Maame Ewusi-Mensah Frimpong, a Ghanaian-American, has been nominated to serve as a judge of the US District Court for the Central District of California, by the President of the United States of America, Joe Biden.

If confirmed, Maame Ewusi-Mensah Frimpong will hold on the US District Court for the Central District of California as a lifetime appointment in the upper echelons of the US judiciary.

She would also become the only black woman serving in any of California’s four Federal District Courts and one of only eight across the whole of the United States.

Born to Ghanaian parents, Maame Ewusi-Mensah Frimpong was raised in Los Angeles County, California in 1975.

Maame earned a Bachelor of Arts degree from Harvard University in 1997. According to trellis.law, after graduating from Harvard, Maame worked as a high school teacher at a public school in Ghana. After she returned to the United States, she attended Yale Law School where she earned her J.D. in 2001.

Maame Ewusi-Mensah Frimpong clerked for the Hon. Stephen Reinhardt at the US District Court Justice for the Ninth Circuit Court of Appeals from 2001 to 2002.

She then joined the San Francisco law firm of Morrison and Foerster LLP as an associate. During her five years with the firm.
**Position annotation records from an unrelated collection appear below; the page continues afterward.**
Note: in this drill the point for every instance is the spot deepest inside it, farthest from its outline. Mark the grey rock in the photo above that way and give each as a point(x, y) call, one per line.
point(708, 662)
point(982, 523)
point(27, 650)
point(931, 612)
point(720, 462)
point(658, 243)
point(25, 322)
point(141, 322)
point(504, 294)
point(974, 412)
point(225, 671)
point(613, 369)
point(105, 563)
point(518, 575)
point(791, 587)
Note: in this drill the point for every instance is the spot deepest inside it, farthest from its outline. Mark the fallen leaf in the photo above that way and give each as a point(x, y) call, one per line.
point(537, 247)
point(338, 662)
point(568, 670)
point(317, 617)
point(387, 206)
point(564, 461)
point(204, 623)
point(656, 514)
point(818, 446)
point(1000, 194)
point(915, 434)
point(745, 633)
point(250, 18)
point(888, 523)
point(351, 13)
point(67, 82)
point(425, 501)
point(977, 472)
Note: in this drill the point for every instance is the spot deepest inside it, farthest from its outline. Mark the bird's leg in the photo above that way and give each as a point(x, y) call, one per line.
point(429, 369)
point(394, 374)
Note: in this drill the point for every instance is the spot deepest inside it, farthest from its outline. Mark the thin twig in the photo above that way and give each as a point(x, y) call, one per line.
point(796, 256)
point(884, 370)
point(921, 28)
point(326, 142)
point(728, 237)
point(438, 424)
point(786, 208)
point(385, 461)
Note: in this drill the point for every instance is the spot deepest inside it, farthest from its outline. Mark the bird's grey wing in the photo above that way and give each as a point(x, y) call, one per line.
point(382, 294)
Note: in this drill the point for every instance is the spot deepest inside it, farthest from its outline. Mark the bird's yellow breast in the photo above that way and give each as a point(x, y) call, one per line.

Maame practised civil and intellectual property litigation.

From 2007 to 2015, Maame Ewusi-Mensah Frimpong left California to join the U.S. Department of Justice in Washington, D.C., where she worked as a trial attorney for two years, where she handled cases involving government contracts, government personnel, and international trade disputes.

She then became counsel to the U.S. Assistant Attorney General, Tony West with the Civil Division of the DOJ in 2009, she served as an advisor to the former U.S. Assistant Attorney General in the matters of intellectual property, immigration, international trade, consumer protection, and international law. She remained there until 201 when she would serve as the deputy assistant Attorney General for the DOJ’s Consumer Protection Branch.

Then, in 2014, after briefly serving as principal deputy associate Attorney General, Maame Ewusi-Mensah became counsel to then-U.S. Attorney General Eric H. Holder, Jr. where she served as an advisor in matters involving national security, financial fraud, intellectual property, tax, immigration, and all other issues that fell under the scope of the DOJ.

She left the Department of Justice in 2015 to join the Millennium Challenge Corporation in Washington, D.C, a foreign aid agency run by the United States government.

She served first as a corporate secretary, then as a general counsel, before ultimately becoming vice-president. She was serving in that capacity at the time of her appointment to the Superior Court in 2016.

Throughout her legal career, Maame Ewusi-Mensah Frimpong has sought to provide pro bono legal assistance to low-income individuals through various outreach entities.